June 8, 2020 at 2:02 pm
Hey all,
Session 1 = entity framework, as of not can't change anything about it
Session 2 = stored proc, can control it
Session 1 and 2 are deadlocking. I want 1 to be the deadlock victim. If I set 2 to have a deadlock priority LOW, will this cause 1 to be the deadlock victim?
Thanks
June 8, 2020 at 4:01 pm
Who'd have thought you'd get deadlocks with Entity Framework?!
It's documented here. You want to set deadlock priority for HIGH for number 2 if you don't want it to be the victim. I think you can go even more granular than that as well these days, with a scale of 1 to 10.
John
June 8, 2020 at 4:23 pm
Thanks. When I look at the call from EF, it does show it has a taskpriority="0".
I thought the HIGHER number would be the victim, I have it reversed?

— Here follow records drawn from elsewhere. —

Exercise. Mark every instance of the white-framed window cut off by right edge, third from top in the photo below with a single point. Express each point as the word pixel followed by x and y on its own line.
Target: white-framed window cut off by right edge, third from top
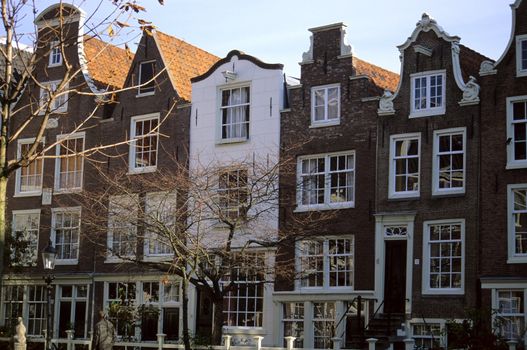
pixel 517 223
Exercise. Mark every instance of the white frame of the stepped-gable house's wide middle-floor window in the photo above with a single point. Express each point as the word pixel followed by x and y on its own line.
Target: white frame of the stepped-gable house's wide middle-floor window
pixel 327 205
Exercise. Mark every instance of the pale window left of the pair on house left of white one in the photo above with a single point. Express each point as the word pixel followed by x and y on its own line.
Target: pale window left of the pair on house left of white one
pixel 122 225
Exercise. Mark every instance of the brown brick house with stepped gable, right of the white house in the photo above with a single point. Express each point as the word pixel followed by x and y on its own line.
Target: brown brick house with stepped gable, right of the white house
pixel 327 186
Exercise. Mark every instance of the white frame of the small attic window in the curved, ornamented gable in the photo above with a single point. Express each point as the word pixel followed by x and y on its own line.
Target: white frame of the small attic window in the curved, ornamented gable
pixel 427 111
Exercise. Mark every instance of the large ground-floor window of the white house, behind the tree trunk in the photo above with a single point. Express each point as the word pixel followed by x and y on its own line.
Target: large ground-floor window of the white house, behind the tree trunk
pixel 243 304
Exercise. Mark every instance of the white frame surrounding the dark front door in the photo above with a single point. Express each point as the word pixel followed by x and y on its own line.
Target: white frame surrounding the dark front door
pixel 382 221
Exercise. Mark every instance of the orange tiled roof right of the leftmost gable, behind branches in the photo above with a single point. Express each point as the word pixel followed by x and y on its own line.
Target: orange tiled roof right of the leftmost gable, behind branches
pixel 108 65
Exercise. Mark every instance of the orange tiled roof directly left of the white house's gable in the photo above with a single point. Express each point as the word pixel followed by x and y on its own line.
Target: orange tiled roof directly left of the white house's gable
pixel 183 61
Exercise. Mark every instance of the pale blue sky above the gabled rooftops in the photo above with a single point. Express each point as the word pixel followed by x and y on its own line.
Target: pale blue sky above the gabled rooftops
pixel 276 31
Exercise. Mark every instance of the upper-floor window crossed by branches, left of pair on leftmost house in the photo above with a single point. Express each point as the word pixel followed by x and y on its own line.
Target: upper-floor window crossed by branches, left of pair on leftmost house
pixel 29 178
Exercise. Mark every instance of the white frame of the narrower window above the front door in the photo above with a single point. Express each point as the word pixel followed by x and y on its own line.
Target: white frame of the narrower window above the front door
pixel 392 193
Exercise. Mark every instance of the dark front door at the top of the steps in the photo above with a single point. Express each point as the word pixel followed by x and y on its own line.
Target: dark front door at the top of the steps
pixel 395 276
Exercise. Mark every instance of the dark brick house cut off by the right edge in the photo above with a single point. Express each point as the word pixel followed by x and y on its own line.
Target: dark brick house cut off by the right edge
pixel 503 183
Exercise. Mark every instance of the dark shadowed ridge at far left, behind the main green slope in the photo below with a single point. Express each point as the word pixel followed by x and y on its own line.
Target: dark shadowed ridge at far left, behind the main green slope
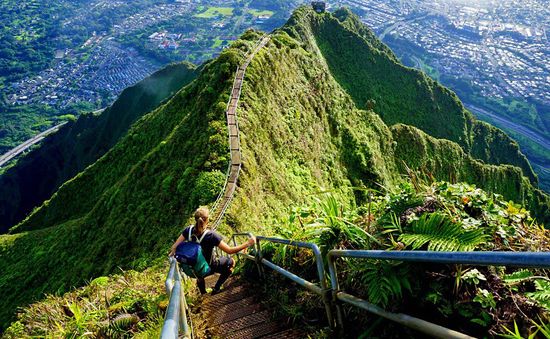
pixel 63 155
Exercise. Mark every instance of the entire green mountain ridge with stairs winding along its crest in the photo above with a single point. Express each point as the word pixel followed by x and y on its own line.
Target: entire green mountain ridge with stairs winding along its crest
pixel 304 128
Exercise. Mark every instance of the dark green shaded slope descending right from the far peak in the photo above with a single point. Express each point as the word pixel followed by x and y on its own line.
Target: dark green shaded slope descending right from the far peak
pixel 402 94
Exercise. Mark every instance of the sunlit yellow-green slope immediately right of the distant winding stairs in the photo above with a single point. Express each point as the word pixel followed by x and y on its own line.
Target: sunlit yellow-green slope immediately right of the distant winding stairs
pixel 297 127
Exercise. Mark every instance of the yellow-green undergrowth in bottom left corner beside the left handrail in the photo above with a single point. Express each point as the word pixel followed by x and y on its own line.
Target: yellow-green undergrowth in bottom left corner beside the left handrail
pixel 125 305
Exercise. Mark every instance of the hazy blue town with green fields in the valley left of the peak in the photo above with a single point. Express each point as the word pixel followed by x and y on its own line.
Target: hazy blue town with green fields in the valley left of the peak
pixel 113 59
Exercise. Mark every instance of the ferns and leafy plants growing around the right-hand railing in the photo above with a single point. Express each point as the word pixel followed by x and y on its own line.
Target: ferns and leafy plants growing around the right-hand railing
pixel 436 217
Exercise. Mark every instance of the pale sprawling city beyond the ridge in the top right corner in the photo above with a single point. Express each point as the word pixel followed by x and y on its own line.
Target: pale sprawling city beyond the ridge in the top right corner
pixel 501 46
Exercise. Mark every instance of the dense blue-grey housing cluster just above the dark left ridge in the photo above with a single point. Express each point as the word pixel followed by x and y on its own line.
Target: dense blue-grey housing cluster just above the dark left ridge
pixel 107 71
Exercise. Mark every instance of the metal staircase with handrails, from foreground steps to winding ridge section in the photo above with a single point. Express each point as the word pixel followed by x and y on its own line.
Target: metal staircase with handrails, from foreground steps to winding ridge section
pixel 236 311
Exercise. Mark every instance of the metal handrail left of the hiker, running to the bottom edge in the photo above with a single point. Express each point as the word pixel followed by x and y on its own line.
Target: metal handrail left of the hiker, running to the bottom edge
pixel 176 313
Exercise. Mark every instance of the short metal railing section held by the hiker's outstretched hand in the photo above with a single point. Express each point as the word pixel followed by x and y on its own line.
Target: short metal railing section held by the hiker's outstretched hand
pixel 321 290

So setting the procedure to "HIGH" (assuming that means > 5), it should NOT be killed and EF with a 0 will be killed?
Thanks again!
June 8, 2020 at 4:37 pm
Yes, higher numbers are better. FWIW, I'd avoid low/normal/high and choose some numbers. I would set a general rule of stuff that is easily killed, put at -5, assume most at 0 (default), and high at 5. Then if you have really important work, set to 6 or 8.
In general, we want to leave spaces in case we run into something we need to slot in there, but we also want to keep things really, really simple.